I’ve been a fan of director Jean-Marc Vallée ever since his work on the coming-of-age film C.R.A.Z.Y. and loved the aesthetic of The Young Victoria, although his bigger breakthrough with Dallas Buyers Club didn’t wow me as much as most critics. So I wasn’t entirely sure what to expect from the critically lauded Wild, even if the journey motif signaled he was getting back to the type of film he does best.

And there was plenty of good stuff in the Reese Witherspoon-led (and carried) story about a woman hiking the Pacific Crest Trail to try and get her life back on track after her mother’s death. Based on a memoir by Cheryl Strayed, Vallée adopts the back and forth of her storytelling—the hike vs. the moments that led to it—with his gift for transitions. He slides easily between Strayed’s near-silent journey on the Trail, to flashbacks, linking them together with Witherspoon’s calm, deadpan delivery of her character’s thoughts.
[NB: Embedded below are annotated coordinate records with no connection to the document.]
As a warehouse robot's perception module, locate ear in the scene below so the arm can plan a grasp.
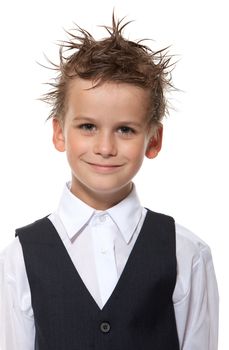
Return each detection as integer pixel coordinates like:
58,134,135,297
145,124,163,159
52,118,65,152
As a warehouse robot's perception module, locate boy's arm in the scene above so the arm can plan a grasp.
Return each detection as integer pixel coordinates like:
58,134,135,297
174,246,219,350
0,239,35,350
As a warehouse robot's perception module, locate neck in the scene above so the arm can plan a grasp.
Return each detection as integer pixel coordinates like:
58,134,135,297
71,183,133,211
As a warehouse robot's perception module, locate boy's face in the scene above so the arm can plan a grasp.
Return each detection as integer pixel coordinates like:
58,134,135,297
53,78,162,210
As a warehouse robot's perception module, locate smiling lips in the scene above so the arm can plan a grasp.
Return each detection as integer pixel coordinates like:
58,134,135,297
86,162,122,172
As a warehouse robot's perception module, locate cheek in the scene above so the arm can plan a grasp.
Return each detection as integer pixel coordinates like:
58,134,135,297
66,134,89,156
122,140,145,164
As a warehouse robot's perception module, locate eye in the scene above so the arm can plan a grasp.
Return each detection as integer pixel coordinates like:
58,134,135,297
118,126,135,135
78,123,96,132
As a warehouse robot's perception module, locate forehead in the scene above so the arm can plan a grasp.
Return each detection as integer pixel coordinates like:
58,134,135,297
67,78,150,120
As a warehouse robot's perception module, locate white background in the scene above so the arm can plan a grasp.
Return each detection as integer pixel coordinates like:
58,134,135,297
0,0,229,350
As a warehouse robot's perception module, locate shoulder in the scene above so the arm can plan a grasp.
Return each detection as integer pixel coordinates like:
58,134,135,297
175,223,211,264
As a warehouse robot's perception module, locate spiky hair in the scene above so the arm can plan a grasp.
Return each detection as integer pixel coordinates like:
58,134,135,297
41,14,174,124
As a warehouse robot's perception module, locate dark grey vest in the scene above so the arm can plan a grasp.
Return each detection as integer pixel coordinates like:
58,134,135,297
16,211,179,350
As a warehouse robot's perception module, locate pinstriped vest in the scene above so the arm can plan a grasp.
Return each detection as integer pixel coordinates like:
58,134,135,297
16,210,179,350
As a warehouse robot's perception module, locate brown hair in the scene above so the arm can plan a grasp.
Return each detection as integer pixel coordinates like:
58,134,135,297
41,14,173,124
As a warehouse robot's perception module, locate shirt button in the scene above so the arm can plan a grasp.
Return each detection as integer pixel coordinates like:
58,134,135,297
99,215,106,222
100,322,111,333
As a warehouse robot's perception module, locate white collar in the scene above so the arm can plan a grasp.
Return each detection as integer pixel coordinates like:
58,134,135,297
57,183,142,244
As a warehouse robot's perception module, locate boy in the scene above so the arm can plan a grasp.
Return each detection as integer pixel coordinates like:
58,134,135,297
0,18,218,350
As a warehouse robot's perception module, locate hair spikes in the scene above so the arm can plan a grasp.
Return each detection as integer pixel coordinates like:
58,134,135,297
41,12,175,123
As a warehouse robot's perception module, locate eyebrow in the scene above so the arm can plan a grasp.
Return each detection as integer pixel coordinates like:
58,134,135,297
73,115,142,127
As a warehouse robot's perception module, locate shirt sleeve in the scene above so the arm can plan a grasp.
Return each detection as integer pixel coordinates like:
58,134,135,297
174,246,219,350
0,239,35,350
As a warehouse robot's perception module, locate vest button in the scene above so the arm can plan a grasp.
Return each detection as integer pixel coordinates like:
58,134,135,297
100,322,111,333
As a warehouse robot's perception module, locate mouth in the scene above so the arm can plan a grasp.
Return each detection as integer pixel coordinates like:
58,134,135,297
86,162,122,173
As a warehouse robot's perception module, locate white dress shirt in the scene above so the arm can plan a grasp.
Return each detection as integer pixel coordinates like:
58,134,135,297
0,184,218,350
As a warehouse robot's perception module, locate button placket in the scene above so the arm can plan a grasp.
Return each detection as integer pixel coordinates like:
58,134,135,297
100,322,111,333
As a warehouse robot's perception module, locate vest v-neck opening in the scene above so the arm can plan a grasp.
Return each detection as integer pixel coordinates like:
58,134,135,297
47,211,152,313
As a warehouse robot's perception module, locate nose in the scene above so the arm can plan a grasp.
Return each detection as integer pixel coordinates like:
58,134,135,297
94,132,117,158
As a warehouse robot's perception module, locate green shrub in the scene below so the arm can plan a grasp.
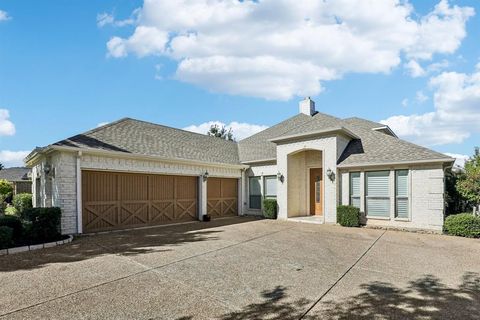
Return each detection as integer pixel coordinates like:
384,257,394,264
0,216,23,241
12,193,33,215
443,213,480,238
0,179,13,197
0,226,13,249
263,199,277,219
337,206,360,227
24,207,62,242
5,207,18,216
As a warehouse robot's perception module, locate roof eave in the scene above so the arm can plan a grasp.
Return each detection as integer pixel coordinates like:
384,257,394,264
37,145,248,169
337,158,455,169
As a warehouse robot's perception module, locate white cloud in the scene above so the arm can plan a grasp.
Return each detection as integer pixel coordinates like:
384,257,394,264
104,0,474,100
445,152,470,168
381,68,480,145
107,26,168,58
0,109,15,136
97,10,139,28
405,60,427,78
0,10,12,22
0,150,30,168
183,121,268,140
415,90,430,104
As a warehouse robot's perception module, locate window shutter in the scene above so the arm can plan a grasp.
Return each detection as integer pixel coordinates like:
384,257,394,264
366,171,390,217
395,170,408,218
265,176,277,197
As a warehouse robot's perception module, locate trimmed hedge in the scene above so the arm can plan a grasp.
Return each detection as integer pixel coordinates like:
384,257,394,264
24,207,62,242
263,199,277,219
0,226,13,249
24,207,62,242
443,213,480,238
0,216,23,241
12,193,33,216
337,206,360,227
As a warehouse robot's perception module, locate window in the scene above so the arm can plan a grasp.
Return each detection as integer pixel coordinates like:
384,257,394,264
365,171,390,218
264,176,277,199
395,170,408,219
248,177,262,209
350,172,360,208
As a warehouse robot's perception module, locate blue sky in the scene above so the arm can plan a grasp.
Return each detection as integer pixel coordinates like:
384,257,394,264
0,0,480,166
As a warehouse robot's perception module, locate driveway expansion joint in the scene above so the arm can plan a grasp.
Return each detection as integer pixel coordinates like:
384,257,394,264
0,226,293,318
298,230,388,320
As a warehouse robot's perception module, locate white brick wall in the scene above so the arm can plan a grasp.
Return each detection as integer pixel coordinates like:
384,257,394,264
32,151,241,234
341,164,444,231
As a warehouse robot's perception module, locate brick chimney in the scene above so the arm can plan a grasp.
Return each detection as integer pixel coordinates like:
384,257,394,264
298,97,315,116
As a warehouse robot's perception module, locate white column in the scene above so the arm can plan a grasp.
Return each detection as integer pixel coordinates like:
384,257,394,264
198,175,208,221
360,171,366,216
389,169,395,220
76,151,83,233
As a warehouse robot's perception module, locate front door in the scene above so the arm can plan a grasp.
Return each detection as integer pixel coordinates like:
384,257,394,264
310,168,323,216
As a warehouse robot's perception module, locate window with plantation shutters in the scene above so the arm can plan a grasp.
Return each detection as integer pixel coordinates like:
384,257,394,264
365,171,390,218
350,172,360,208
264,176,277,198
395,170,408,219
248,177,262,209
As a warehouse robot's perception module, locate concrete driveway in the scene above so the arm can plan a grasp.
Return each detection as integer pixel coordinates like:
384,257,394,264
0,218,480,319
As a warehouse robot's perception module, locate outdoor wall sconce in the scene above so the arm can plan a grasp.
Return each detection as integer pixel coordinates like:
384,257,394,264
277,172,284,183
327,168,335,182
43,163,52,176
202,171,208,182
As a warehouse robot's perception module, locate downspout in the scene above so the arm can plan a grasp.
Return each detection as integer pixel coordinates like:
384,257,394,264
76,151,83,234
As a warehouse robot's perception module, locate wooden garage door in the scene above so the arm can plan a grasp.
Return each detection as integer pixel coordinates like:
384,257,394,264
82,171,198,233
207,178,238,218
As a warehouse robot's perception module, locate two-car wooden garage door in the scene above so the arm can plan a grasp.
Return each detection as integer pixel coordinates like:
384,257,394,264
82,171,238,233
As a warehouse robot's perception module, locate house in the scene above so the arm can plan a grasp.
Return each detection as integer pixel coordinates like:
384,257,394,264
0,167,32,195
26,98,454,234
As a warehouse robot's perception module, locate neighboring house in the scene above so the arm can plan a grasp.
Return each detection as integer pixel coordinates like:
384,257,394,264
0,167,32,195
26,99,454,233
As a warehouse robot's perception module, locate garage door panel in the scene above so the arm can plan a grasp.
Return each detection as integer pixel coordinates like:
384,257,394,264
82,171,198,232
207,178,238,218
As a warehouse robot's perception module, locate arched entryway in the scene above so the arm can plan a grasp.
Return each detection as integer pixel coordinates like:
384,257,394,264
287,149,324,218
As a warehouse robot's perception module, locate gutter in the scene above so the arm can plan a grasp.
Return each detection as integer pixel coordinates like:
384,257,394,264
25,145,248,170
337,158,455,169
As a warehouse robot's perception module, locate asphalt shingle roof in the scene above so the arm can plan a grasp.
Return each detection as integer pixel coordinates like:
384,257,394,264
239,113,449,166
54,118,240,164
0,167,30,181
47,112,449,166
Some encounters on the road are less meditative, and Wild spends a lot of time acknowledging the rarity of female hikers along such a massive trail, and some of the reasons why that may be that have nothing to do with physical strength. But on the other hand, considering Strayed decided to go on the trip to break free of a cycle of heroine use and random sexual encounters, at least part of the threat comes from her fear of herself and whether she can actually change how she’s living. Either way, there’s a pervasive tension whenever Cheryl encounters someone along the trail and it’s a relief to see her trudging the path alone again—however brutal that may be.

It’s not all deftly handled though. A poorly exicuted CGI spirit animal makes for an extra layer of the journey that wasn’t necessary. Also after walking with Strayed for so long, her journey comes to an abrupt end, suddenly finding resolution and closure in time for the final marker even if her thoughts up to that point haven’t revealed any sense of moving forward. But these are a weak couple of minutes that while not ending things on the highest note possible, don’t necessarily undermine how impressive the grueling journey had been up to then.

Laura Dern also stars as Cheryl’s struggling mother who died before the two had a real opportunity to move from parent and child to friends. The Newsroom’s Thomas Sadoski takes a break from being the weekly dose of asshole as Cheryl’s strangely supportive ex-husband and Gaby Hoffman makes a brief appearance as the friend helplessly watching Strayed’s downfall. But ultimately this is Witherspoon’s film, and not just because she’s the one who first got the rights to the book or committed herself so impressively to the role. We live primarily in Cheryl’s head and see the others through her, which keeps them from being as well rounded as I might have liked, but that intensely focused perspective is also the movie’s biggest strength.